La scène drag française est très différente de l’américaine. On est plutôt des look queens, qui faisons des performances visuelles. La culture drag arrive peu à peu en France. Quand j’ai commencé à faire du drag, je cherchais à être glamour, j’étais dans le gogo drag dans les boîtes de nuit. Il s’agissait de concevoir des looks très rapidement car chaque soirée avait une scène. Aux Etats-Unis, l’esthétique est aussi importante, bien sûr, mais à New York, par exemple, il n’y a pas d’obligation à changer de tenue pour chaque performance. Vous pouvez n’en revêtir qu’une seule et faire un show d’une heure et demie. RuPaul’s Drag Race est énorme en France [les onze premières saisons sont disponibles sur Netflix], l’industrie change et donne des opportunités pour les queens françaises de se produire de la même manière qu’aux Etats-Unis, dans des bars.

Etre Française, dans « RuPaul’s Drag Race », c’est un atout ?

C’était une bénédiction et un fardeau. Le fait d’être Française et mon esthétique étaient des atouts, je dirais. Mais faire toute la compétition dans une autre langue que le français n’était pas toujours facile. Votre sens de l’humour, votre mentalité, votre manière de penser est différente. Si je peux parler anglais sans trop d’accent, mon cerveau pense en français. C’était parfois compliqué. Le drag et l’humour sont une question de spontanéité. Quand il faut traduire votre sens de l’humour vous êtes 90 % moins spontanés que si vous le faisiez dans votre langue.

Qu’est-ce qui a été le plus dur pour vous dans la compétition ?

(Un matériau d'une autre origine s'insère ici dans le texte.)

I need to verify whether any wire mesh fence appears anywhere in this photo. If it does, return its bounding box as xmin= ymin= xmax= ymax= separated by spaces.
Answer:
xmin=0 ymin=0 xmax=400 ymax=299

Je dirais que, même si j’aime concourir contre moi-même, être en compétition face à d’autres queens très talentueuses que je respecte énormément, c’est très compliqué. Mais à la fin, il ne doit y avoir qu’une gagnante, alors…

Parmi les précédentes gagnantes de « RuPaul’s Drag Race », laquelle est votre préférée ?

Bianca del Rio, parce qu’elle est une des rares gagnantes dont la victoire est incontestable. Dès le début de sa saison, on savait que personne n’était en mesure de la battre.

Bianca del Rio a fait une date de son spectacle à Paris l’an passé. Quand le public français pourra-t-il vous applaudir ?

Il y a des projets dont je ne peux pas encore parler parce que ce n’est pas confirmé. Mais je devrais être dans le coin très bientôt. Je vous tiendrai informé sur les réseaux sociaux.

20 secondes de contexte

L'entretien s'est déroulé par téléphone et a dû, à la demande de la production, être effectué en anglais. La majorité des réponses ont été retranscrites au féminin car il est question de Nicky Doll. La réponse à la première question a été retranscrite au masculin car il s'agit du récit de l'expérience et du vécu de Karl Sanchez.